The election of 2006 ended the fantasy of permanent incumbency bought with high spending. If Republicans act like Democrats, the voters may decide they want the real thing and elect Democrats. The unhappiness of many conservatives with Bush stems from this issue. Also, we had a series of high profile scandals like Mark Foley (Who had planned to retire from Congress and the clueless RNC convinced him to run one last time.)

Then came the issue of immigration. The Wall Street Journal is unlikely to emphasize this issue in a recital of Bush’s mistakes but it was a big one. It is also the source of much uneasiness with McCain. I have previously posted my concerns about McCain and his conversion may or may not be permanent. I would be happier if he got rid of that advisor.

Of course, the State Department makes McCain look good when you see their advisors and the policies they seem to be advocating.

I don’t know how Bush will look in ten years but I think Iraq will be the least of the problems with his presidency.

Jared Diamond and Revenge

Friday, April 25th, 2008

Jared Diamond is an anthropologist at UCLA who has written a couple of excellent books, one of which, Guns, Germs and Steel , I used heavily in writing the chapters of my book on prehistoric man. He is an authority on New Guinea and the highlands culture that was only discovered since the Second World War.

He has an article in New Yorker this month on the basic human need for vengeance that is excellent. Until I got to the end, I was afraid he was going to use the usual leftist cop-out but he didn’t. The failure of governments to punish evil-doers in the 1960s led to the lawlessness of the 1970s. One reason was the failure to convince those tempted to break the law that it was too expensive. The other reason was the failure to convince the victims and their families that justice had been done. This is a powerful explanation of how that worked.

Obama’s advisors

Friday, April 25th, 2008

Obama has had a parade of advisors depart the campaign after various gaffes. First there was economic advisor Austan Goolsbee who tried to reassure the Canadians that anti-free trade talk by Obama was just for the consumption of the bitter “rubes” of the Rust Belt. Then there was foreign policy advisor Samantha Power who thinks the Iranian nuclear program is a figment of Bush’s imagination.

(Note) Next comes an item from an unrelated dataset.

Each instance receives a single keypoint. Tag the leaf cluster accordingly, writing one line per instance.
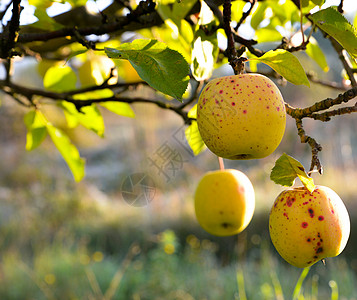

The war scare that wasn’t stands as a metaphor for the incoherence of our policy toward Iran: the Bush Administration attempts to gin up international outrage by making a claim of imminent danger, only to be met with international eye rolling when the claim is disproved. Sound familiar? The speedboat episode bore an uncanny resemblance to the Administration’s allegations about the advanced state of Iran’s weapons program–allegations refuted in December by the National Intelligence Estimate.

A common theme among Obama advisors is antipathy to Israel. Joseph Cirincione is the Obama nuclear advisor. Here is Cirincione’s opinion of the Syrian nuclear site before it was proven to be a North Korea-built reactor.

This story is nonsense. The Washington Post story should have been headlined “White House Officials Try to Push North Korea-Syria Connection.” This is a political story, not a threat story. The mainstream media seems to have learned nothing from the run-up to war in Iraq. It is a sad commentary on how selective leaks from administration officials who have repeatedly misled the press are still treated as if they were absolute truth.

Of course, we now know the reactor was not “a lie.” And Cirincione is still advising Obama.

This is what passes for wisdom on the political left these days.

I am coming to the conclusion that Democrats realize Obama may be another McGovern. They are willing to lose the election since the loss can be blamed on racism, further binding blacks to the Democratic Party. The alternative, nominating Hillary, would split the party.

A loss is a tactical retreat and can be used to further demonize Republicans to the blacks who are knee-jerk Democrat voters.

“[T]he vast, vast majority of voters who would not vote for Barack Obama in November based on race are probably firmly in John McCain’s camp already,” he says.

Yup. There it is. No mention of the racists in Rev. Wright’s church.